As a small business owner, you can budget for your regular expenses — inventory, payroll, rent, etc. — as they’re fairly predictable, and accounting for them at tax time is straightforward. But what about those miscellaneous expenses that pop up throughout the year? They’re hard to plan for, and, if you overclaim them, you might provoke a tax audit. Luckily, there are ways to plan for these miscellaneous business expenses so you don’t get a headache at tax time.
Advertising is crucial to many businesses, so it’s good news that you can deduct ad expenses on your taxes. To be deductible, though, these expenses must be aimed at a Canadian market. No ad expenses are deductible if you’re advertising with a foreign broadcaster, but 100% of your costs with Canadian newspapers, TV, and radio are deductible. Magazine advertising deductions have special rules, so check with the Canada Revenue Agency to see what deductions apply in your case.

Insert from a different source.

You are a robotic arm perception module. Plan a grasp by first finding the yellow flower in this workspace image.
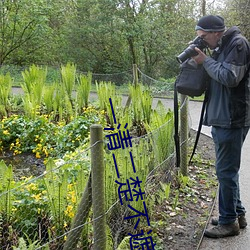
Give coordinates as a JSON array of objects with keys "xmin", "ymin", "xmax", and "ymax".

Meals and Entertainment Expenses
If your tax returns show too many entertainment expenses for your type or size of business, you’re waving a red flag that could get you audited. In general, you can only deduct 50% of your expenses for food, beverages and entertainment, and those expenses have to be reasonable given your circumstances. A few exceptions exist. If you’re in the business of providing food and drink, for example, these rules don’t apply; you can throw up to six office parties per year and deduct all expenses, as long as all employees are invited. Entertainment expenses include hospitality suites, cover charges, event tickets, and gratuities. Check with the CRA to learn the specifics and make sure you’re claiming and deducting these complicated miscellany properly.
Bank Charges and Interest
Have you taken out a loan to help expand your small business? If so, you should be glad to know that most of your interest charges are tax deductible, including charges for any property your company has bought. You can also deduct any fees or penalties you pay associated with a loan, plus interest on most loans made against insurance policies. Check out your options regarding the tax treatment of interest payments, since you may want to amortize some of them over five years. In some cases, you can even add your interest payments to the cost of the property involved rather than treating them as an expense. Just be aware of the restrictions that commonly apply to small business owners: You’re restricted on the amount of interest you can deduct for purchases of vehicles and vacant land, and, if you have a home office, you have to deduct interest on your home mortgage as an expense related to the business use of your home.
In addition, you can deduct all management and administration fees you pay for the operation of your small business. This includes bank charges. If you accept credit cards at your business and have to pay processing charges, don’t forget to track them using handy bookkeeping software such as QuickBooks and include them as an expense when you file taxes.
Understanding the rules regarding miscellaneous business expenses and keeping track of them all year can seriously boost to your bottom line at tax time.